Le 7 novembre dernier, certaines d’entre elles sont quand même allées jusqu’à se présenter à un rassemblement en plein air du Parti communiste, à Moscou, avec des pancartes. Aucun des messages ne contestait ce que le pouvoir appelle toujours « une opération spéciale », mais appelait simplement au retour des hommes. Comme presque toujours en Russie, il a fallu à peine quelques minutes pour que la police intervienne et fasse cesser le mouvement ; sans arrestation en revanche. Le communiste Guennadi Ziouganov leur a alors bien promis une aide, mais a aussi lancé : « Si les nazis gagnent, ni vous ni moi ne serons plus en vie pour discuter de cela. »

La différence des statuts

La colère contre la mobilisation est également aiguisée, depuis cet automne, par la différence de statut avec les prisonniers enrôlés dans l’armée : eux signent des contrats, et à l’issue de cet engagement, ils peuvent rentrer dans leurs foyers. « Bien sûr, ils ont beaucoup moins de chance de rester vivants, juge Olga, mais on relâche désormais des cannibales et des violeurs. »

Ces protestations sont impossibles à quantifier, mais le pouvoir cherche à les étouffer par tous les moyens possibles. Avec quelques maigres incitations comme des permissions, mais en ayant surtout recours à la coercition : « Pourquoi est-ce que cette interview doit être anonyme s’insurge Olga ? Si tout allait bien, je pourrais vous parler ouvertement ; mais chacune d’entre nous est aujourd’hui sous une pression immense, avec, y compris pour les plus actives d’entre nous, le risque d’une inculpation criminelle. Nos hommes aussi sont convoqués. Sous la menace on leur ordonne de dire à leurs femmes de la fermer. »
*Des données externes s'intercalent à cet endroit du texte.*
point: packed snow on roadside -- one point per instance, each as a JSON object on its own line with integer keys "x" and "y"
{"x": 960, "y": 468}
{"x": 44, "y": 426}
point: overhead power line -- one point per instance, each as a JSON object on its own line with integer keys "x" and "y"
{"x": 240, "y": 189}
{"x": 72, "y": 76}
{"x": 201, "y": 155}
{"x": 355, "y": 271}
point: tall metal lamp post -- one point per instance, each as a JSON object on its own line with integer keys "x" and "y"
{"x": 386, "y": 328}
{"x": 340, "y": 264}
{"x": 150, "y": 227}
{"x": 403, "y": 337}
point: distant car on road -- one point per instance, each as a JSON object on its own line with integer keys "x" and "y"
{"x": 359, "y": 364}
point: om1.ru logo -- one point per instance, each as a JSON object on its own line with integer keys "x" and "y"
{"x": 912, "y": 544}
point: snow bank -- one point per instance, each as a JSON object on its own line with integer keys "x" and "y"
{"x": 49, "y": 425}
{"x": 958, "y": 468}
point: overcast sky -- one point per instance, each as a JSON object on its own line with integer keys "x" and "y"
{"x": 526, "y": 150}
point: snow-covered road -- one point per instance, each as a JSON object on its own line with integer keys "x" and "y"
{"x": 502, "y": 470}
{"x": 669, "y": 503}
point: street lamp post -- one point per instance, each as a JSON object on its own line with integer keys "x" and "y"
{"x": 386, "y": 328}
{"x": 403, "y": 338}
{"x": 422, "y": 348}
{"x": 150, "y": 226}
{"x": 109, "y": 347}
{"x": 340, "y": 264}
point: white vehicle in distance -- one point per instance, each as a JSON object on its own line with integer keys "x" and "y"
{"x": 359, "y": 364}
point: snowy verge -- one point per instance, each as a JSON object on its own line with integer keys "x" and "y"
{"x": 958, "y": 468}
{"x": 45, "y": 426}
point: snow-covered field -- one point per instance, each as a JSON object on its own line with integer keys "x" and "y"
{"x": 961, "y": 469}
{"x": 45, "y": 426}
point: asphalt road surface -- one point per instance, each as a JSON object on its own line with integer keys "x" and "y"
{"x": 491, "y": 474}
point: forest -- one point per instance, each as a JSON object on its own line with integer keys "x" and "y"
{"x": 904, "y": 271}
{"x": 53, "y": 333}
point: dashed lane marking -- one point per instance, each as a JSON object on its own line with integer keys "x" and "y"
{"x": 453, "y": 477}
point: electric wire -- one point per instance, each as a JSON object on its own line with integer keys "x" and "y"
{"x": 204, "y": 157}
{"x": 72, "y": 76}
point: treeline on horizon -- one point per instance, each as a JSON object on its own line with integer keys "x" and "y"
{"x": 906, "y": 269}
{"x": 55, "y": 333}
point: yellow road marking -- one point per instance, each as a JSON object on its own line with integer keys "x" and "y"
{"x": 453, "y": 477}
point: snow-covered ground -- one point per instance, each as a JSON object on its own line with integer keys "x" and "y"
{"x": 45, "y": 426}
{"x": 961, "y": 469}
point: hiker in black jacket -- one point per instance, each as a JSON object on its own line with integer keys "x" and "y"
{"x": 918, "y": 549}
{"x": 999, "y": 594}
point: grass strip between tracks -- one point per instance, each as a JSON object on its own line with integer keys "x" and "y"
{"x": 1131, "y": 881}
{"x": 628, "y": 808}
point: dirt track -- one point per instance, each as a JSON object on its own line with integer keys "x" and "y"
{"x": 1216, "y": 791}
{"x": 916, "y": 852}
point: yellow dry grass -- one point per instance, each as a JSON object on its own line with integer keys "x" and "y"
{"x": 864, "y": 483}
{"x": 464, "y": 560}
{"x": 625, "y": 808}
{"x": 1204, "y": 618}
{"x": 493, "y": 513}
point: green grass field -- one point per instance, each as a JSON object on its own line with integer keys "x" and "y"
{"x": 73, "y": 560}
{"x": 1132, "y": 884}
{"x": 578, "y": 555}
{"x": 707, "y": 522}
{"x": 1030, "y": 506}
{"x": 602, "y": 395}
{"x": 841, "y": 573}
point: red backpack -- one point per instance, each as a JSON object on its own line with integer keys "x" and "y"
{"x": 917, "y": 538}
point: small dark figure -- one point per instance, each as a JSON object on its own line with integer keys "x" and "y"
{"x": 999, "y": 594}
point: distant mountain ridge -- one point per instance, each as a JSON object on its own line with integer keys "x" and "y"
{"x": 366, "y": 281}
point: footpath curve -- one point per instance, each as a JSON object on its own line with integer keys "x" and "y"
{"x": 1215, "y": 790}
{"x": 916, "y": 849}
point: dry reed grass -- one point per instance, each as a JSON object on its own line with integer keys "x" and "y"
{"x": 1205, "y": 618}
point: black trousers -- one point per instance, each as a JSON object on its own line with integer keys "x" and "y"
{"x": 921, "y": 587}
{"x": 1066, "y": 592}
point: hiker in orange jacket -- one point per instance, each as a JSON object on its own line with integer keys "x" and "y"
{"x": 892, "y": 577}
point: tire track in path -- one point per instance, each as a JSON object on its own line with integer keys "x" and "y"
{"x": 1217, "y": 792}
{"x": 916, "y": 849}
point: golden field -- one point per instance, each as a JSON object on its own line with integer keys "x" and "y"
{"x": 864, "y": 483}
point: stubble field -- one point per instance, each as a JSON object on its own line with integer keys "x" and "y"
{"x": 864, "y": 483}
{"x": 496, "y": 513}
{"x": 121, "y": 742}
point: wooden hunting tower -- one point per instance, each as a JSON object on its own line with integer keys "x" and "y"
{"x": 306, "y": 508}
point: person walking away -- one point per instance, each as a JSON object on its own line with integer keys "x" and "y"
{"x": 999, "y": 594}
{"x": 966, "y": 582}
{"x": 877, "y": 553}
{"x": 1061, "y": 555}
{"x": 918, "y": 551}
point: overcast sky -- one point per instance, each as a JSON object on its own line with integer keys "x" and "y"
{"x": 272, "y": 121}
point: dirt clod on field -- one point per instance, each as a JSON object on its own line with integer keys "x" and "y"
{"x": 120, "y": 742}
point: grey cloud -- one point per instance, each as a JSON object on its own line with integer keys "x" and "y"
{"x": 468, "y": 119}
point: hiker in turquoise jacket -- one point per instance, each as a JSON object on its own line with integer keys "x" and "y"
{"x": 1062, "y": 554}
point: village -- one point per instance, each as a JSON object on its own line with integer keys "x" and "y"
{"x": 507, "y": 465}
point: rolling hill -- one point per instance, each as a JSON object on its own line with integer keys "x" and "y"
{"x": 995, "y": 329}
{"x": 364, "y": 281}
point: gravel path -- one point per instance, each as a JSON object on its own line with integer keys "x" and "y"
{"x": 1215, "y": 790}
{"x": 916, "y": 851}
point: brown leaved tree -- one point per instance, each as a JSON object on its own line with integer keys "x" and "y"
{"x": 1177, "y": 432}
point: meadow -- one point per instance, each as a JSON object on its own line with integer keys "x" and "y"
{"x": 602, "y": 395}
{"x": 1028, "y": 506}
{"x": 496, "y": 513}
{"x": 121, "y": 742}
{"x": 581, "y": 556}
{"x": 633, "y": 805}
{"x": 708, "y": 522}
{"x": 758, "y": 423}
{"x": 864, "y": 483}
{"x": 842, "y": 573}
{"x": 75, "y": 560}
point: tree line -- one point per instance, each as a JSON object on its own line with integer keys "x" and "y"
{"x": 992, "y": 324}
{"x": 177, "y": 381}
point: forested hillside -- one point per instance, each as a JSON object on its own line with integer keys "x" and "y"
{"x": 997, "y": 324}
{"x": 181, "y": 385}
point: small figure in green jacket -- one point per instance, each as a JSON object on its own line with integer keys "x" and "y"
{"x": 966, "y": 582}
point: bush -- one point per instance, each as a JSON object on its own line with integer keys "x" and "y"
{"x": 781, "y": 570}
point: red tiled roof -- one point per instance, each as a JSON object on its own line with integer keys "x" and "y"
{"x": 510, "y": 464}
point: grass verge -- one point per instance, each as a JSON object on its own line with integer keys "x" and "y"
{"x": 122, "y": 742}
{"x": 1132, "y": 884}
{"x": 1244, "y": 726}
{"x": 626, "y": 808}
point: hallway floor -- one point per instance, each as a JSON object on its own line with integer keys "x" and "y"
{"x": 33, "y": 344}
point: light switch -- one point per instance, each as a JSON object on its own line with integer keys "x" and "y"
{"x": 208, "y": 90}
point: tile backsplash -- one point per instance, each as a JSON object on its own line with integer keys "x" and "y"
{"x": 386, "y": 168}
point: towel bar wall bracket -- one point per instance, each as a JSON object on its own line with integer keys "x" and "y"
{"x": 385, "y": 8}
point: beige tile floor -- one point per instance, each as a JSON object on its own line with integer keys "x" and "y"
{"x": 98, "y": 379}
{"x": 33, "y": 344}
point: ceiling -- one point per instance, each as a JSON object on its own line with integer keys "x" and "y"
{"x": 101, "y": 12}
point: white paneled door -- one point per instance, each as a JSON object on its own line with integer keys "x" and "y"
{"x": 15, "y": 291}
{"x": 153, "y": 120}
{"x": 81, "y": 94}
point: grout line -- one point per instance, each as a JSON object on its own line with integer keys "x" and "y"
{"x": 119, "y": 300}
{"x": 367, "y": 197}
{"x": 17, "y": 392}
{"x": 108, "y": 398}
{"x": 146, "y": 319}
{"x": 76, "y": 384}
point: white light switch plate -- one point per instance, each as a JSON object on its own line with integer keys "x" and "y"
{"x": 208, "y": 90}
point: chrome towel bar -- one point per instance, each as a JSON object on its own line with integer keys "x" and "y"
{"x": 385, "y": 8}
Pour elles, se multiplient les appels de la police, les convocations au commissariat pour une « conversation », les enquêtes ostensibles de voisinage. Infiltrés sur leurs chaînes Telegram, les « trolls » sont eux, déchaînés. « Les patriotes Z (ndlr : les militants pro-guerre) écrivent que nous sommes toutes des prostituées, des traîtres à notre pays, ils écrivent ouvertement qu’il faut nous pendre, nous rouler dessus, qu’ils trouveront chacune d’entre nous et nous tuerons. Quant aux libéraux, ils nous demandent où nous étions jusqu’ici, ce que nous avons fait quand Boris Nemtsov a été assassiné (opposant tué en 2015 à quelques pas du Kremlin, ndlr), pour qui nous avons voté jusqu’ici. Je ne me souviens pas de la dernière fois où j’ai réussi à bien dormir, mais ça fait très longtemps. »

Boulets rouges

Si, officiellement, certains commentateurs et élus déclarent « comprendre » le mouvement, d’autres tirent dessus à boulets rouges. Propagandiste vedette de la télévision d’état, Vladimir Soloviev y voit ainsi « un outil de destruction créé par les services secrets étrangers. »

Le pouvoir a, en tout cas, jusqu’ici, fermé la porte à ces revendications : les hommes mobilisés resteront jusqu’à la fin des combats, ont répété le Kremlin et le ministère de la Défense. Vladimir Poutine a aussi, il y a huit jours, fixé un objectif de 15% d’augmentation des effectifs de l’armée. Olga espère encore être entendue par le chef de l’État. Le président russe s’adresse jeudi prochain au pays, lors d’une conférence de presse. Il en profitera aussi pour répondre à des appels de citoyens qui seront dûment sélectionnés en amont.